Type de document : Article scientifique publié dans Psychoneuroendocrinology
Auteurs : Narjis Kraimi, Flore Lormanta, Ludovic Calandreau, Florent Kempf, Olivier Zemb, Julie Lemarchand, Paul Constantin, Céline Parias, Karine Germain, Sylvie Rabot, Catherine Philippe, Aline Foury, Marie-Pierre Moisan, Anaïs Vitorino Carvalho, Vincent Coustham, Hugues Dardente, Philippe Velge, Thierry Chaumeil, Christine Leterrier
Résumé en français : Microbiote et stress : Une boucle qui a un impact sur la mémoire
Le stress chronique et le microbiote intestinal semblent constituer une boucle de rétroaction qui contribue au développement de troubles dépressifs. Des données suggèrent que la mémoire peut également être altérée par un stress chronique ou un déséquilibre du microbiote. Cependant, il reste à établir si ces éléments pourraient faire partie d’un modèle de boucle intégrée et être responsables de troubles de la mémoire. Pour élucider cette question, nous avons utilisé une approche à deux volets chez la caille japonaise : Nous avons d’abord caractérisé les altérations du microbiote intestinal induites par le stress, puis nous avons vérifié si ce microbiote altéré pouvait affecter les fonctions cérébrales et mnésiques lorsqu’il était transféré à un hôte sans germe. Le microbiote cæcal de cailles soumises à un stress chronique s’est avéré être significativement différent de celui d’individus non stressés, avec une diversité α et β plus faible et une abondance accrue de Bacteroidetes largement représentée par le genre Alistipes, une cible de stress bien connue chez les rongeurs et les humains. Le transfert de ce microbiote altéré dans des cailles axéniques a diminué leurs capacités de mémoire spatiale et de mémoire basée sur les indices, comme cela avait été démontré précédemment chez les donneurs stressés. Les receveurs ont également présenté un comportement de type anxieux accru, des niveaux plasmatiques de corticostérone basaux réduits et une expression génétique différentielle dans le cerveau. De plus, le transfert du microbiote cæcal d’un individu stressé de façon chronique a été suffisant pour imiter l’impact négatif du stress chronique sur la mémoire des hôtes receveurs et cette action pourrait être liée au genre Alistipes. Nos résultats apportent la preuve d’un système de boucle de rétroaction reliant l’axe microbiote-intestin-cerveau au stress et à la fonction mémorielle et suggèrent que le maintien d’un microbiote sain pourrait contribuer à atténuer les troubles de la mémoire liés au stress chronique.

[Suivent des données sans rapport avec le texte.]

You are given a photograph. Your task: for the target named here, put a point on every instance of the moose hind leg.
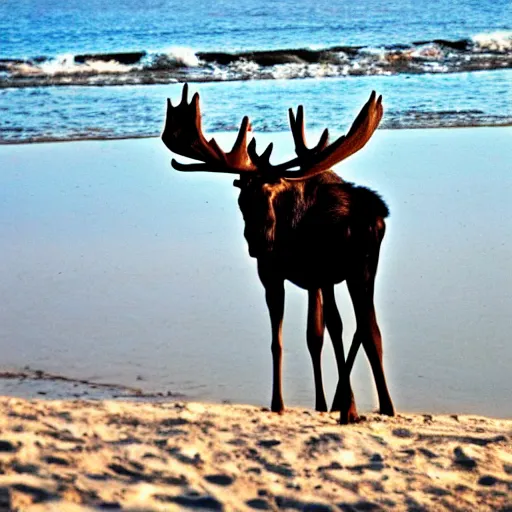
(368, 334)
(315, 339)
(344, 397)
(274, 294)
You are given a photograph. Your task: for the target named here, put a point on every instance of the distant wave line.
(481, 52)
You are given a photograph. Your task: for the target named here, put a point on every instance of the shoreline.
(114, 266)
(223, 133)
(83, 455)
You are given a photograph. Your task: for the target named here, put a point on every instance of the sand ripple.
(108, 455)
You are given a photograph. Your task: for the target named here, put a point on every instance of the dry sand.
(81, 455)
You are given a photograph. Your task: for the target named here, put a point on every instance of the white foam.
(182, 56)
(65, 64)
(500, 40)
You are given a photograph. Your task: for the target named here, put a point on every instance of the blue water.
(30, 28)
(47, 94)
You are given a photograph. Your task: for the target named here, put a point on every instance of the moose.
(305, 224)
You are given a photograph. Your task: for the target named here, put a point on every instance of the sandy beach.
(122, 279)
(78, 455)
(116, 269)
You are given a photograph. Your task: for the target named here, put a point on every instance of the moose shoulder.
(307, 226)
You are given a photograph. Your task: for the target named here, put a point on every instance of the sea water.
(74, 70)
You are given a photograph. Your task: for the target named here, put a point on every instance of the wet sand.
(77, 455)
(116, 269)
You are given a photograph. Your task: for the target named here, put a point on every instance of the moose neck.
(273, 211)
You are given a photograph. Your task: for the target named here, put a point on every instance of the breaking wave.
(486, 51)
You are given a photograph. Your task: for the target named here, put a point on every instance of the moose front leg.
(315, 338)
(344, 397)
(274, 295)
(368, 334)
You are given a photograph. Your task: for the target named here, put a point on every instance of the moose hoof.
(321, 407)
(277, 407)
(348, 417)
(388, 410)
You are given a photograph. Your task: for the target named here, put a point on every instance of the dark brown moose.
(305, 225)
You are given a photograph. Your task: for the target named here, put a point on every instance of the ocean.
(74, 70)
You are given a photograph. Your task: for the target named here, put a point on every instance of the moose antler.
(323, 157)
(183, 135)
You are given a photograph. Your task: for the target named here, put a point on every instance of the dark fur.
(317, 233)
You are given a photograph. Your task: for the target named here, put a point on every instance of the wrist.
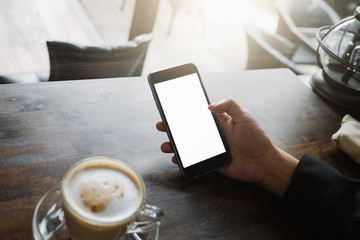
(279, 173)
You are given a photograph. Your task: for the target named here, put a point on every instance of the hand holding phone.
(191, 127)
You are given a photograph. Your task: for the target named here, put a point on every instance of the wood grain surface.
(47, 127)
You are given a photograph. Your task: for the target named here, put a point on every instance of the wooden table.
(47, 127)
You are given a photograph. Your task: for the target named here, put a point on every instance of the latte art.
(103, 194)
(100, 189)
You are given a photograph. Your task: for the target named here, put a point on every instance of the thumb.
(228, 106)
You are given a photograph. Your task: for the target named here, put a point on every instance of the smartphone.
(192, 128)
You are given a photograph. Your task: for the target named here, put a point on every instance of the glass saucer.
(48, 221)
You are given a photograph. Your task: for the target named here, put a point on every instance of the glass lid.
(339, 51)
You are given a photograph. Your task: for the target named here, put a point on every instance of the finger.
(228, 106)
(160, 126)
(174, 160)
(166, 147)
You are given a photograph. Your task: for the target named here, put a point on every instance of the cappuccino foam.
(103, 194)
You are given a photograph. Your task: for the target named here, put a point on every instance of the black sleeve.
(323, 201)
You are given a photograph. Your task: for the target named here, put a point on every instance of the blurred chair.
(176, 5)
(267, 50)
(299, 20)
(70, 61)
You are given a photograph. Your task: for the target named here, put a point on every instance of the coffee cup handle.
(148, 220)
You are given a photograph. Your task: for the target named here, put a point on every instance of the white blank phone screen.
(190, 121)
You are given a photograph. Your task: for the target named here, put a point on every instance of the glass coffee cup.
(99, 198)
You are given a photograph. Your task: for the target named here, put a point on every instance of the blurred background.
(216, 35)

Résumé en anglais : Chronic stress and the gut microbiota appear to comprise a feed-forward loop, which contributes to the development of depressive disorders. Evidence suggests that memory can also be impaired by either chronic stress or microbiota imbalance. However, it remains to be established whether these could be a part of an integrated loop model and be responsible for memory impairments. To shed light on this, we used a two-pronged approach in Japanese quail: first stress-induced alterations in gut microbiota were characterized, then we tested whether this altered microbiota could affect brain and memory function when transferred to a germ-free host. The cecal microbiota of chronically stressed quails was found to be significantly different from that of unstressed individuals with lower α and β diversities and increased Bacteroidetes abundance largely represented by the Alistipes genus, a well-known stress target in rodents and humans. The transfer of this altered microbiota into germ-free quails decreased their spatial and cue-based memory abilities as previously demonstrated in the stressed donors. The recipients also displayed increased anxiety-like behavior, reduced basal plasma corticosterone levels and differential gene expression in the brain. Furthermore, cecal microbiota transfer from a chronically stressed individual was sufficient to mimic the adverse impact of chronic stress on memory in recipient hosts and this action may be related to the Alistipes genus. Our results provide evidence of a feed-forward loop system linking the microbiota-gut-brain axis to stress and memory function and suggest that maintaining a healthy microbiota could help alleviate memory impairments linked to chronic stress.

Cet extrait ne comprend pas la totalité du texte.